/s3-monitor-old-files

checks s3 bucket(s) for files older than X age. meant to be run from cron.

Primary LanguagePython

S3 file monitor

Check specific (or all) buckets for files >options.max_age old. To be run from cron.

Use case: you have staging buckets where files are pushed to. Some sort of data processing job comes along to consume them (and moves, or removes the files). This is a great way to monitor if any files are left behind.

Examples

Check a bucket named 'my-files' for objects older than 48 hours:

python check-s3-age.py -b my-files -a 48 -d

Check all buckets for objects older than 1 year:

python check-s3-age.py -a 8760

Check all buckets for objects older than 24 hours, if the object name starts with foo:

Note: the object name prefix does not include the bucket name.

python check-s3-age.py -p foo -d

Reporting options

Everything goes to stdout. This is meant to be run from cron.

If the --deep (-d) option is used, the script will aggregate results per directory.

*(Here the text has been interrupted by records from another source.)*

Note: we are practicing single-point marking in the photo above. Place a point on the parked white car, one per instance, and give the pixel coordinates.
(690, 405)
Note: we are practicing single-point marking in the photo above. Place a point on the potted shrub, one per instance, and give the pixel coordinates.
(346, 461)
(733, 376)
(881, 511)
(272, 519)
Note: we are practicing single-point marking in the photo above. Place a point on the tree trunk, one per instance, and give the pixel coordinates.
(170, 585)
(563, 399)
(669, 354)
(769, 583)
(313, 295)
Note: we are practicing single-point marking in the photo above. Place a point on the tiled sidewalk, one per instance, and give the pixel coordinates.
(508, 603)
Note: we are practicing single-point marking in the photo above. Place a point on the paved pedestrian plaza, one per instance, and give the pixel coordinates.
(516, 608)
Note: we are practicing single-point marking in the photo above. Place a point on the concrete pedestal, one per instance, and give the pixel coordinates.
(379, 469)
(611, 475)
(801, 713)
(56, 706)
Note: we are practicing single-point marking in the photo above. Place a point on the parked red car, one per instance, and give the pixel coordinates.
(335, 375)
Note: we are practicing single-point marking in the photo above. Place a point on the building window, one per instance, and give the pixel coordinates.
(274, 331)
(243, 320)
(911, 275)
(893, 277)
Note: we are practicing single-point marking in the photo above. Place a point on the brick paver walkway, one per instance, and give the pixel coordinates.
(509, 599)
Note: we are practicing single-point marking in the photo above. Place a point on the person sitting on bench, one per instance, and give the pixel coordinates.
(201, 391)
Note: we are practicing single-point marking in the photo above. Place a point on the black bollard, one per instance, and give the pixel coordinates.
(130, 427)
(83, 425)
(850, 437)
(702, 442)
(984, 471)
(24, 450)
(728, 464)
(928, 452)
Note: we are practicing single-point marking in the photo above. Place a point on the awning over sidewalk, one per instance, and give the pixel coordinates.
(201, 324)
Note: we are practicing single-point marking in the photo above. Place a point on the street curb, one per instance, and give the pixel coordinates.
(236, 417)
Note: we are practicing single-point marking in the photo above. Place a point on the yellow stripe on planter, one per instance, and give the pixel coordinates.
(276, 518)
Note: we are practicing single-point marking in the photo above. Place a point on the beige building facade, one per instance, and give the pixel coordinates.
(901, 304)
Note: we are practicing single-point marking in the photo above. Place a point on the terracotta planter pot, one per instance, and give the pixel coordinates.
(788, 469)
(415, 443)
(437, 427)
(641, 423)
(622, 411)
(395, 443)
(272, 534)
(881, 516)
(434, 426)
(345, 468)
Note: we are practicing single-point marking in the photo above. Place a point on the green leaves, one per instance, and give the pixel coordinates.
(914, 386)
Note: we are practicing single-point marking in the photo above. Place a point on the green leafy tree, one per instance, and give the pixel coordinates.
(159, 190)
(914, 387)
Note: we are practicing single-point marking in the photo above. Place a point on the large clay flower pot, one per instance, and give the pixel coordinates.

Given these objects in a bucket: a, a/dir/1, a/dir/2, b/zot, b/bzzt, foo/bar/baz/123 This is the output, if they are all older than max-age:

There are 6 files more than 24 hours old in s3://foo.
The breakdown:
{ '.': 1,
  'a/dir': 2,
  'b': 2,
  'foo/bar/baz': 1
}

If you organize things into a few structured "directories," this will work quite well. If --deep is not used, the script will simply report a total number (unless you're crazy enough to use --list; then it'll list all objects in s3).

Requires

  • config: .boto
  • non-standard packages: python-dateutil, boto